On-call readiness is mostly debugging readiness

Pages are stressful because production is ambiguous—not because alerts are magic. EraCode helps you rehearse the skills that matter when something breaks at 2 a.m.

What actually fails on-call

Slow orientation in unfamiliar services, weak hypotheses, and changes that fix symptoms instead of causes.

Those failures correlate with skill drift: less time implementing, less time reading code deeply, more time accepting generated patches that look plausible.

What practice can—and cannot—simulate

You cannot fully rehearse production entropy in a challenge app. You can rehearse reading code, narrowing scope, and validating fixes under light time pressure.
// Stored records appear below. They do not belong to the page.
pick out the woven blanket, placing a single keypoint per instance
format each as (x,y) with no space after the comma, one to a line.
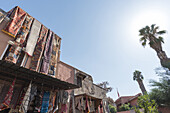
(51,99)
(33,36)
(26,99)
(37,55)
(54,55)
(22,34)
(45,102)
(2,15)
(8,97)
(17,18)
(47,53)
(15,50)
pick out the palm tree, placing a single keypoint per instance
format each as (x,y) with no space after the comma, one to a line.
(139,77)
(152,35)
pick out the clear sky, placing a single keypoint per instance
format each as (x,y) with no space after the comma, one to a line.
(100,37)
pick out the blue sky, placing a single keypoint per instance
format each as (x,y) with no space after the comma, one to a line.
(100,37)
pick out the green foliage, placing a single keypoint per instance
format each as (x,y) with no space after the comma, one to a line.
(161,91)
(148,105)
(112,109)
(151,34)
(124,107)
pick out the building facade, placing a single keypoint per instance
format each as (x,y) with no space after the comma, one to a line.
(32,77)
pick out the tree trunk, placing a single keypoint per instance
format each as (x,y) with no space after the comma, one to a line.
(157,46)
(142,87)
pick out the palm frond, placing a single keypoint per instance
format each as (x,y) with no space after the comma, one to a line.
(161,39)
(152,27)
(144,43)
Terminal-style and coding challenges with feedback keep the debugging loop warm between rotations—so the first page is not also the first time you traced code in weeks.
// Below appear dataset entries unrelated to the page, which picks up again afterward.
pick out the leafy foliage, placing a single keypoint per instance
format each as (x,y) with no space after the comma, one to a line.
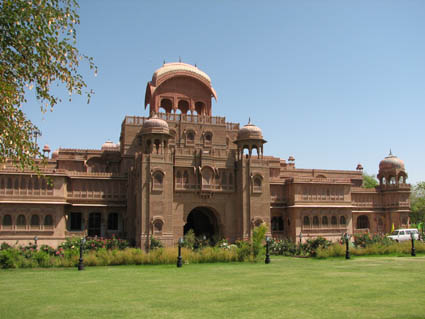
(417,203)
(369,181)
(365,240)
(37,50)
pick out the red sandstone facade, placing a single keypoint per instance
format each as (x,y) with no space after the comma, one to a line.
(182,168)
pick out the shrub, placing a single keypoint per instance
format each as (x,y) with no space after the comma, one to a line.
(8,259)
(311,246)
(258,237)
(284,247)
(155,243)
How teams use EraCode around on-call

Individuals maintain stack fluency with daily or on-demand reps. Leads run optional team challenges to keep shared codebase literacy from fading.

Pair this topic with debugging practice and codebase literacy resources when you want a fuller maintenance picture—not a replacement for your incident tooling.

Good to know

EraCode does not simulate paging, runbooks, or incident command workflows; it exercises implementation and debugging fluency that on-call still depends on.

When a challenge is timed, we use a server-anchored timer and combine your AI score with how long you took—across coding, terminal, and multi-part submissions.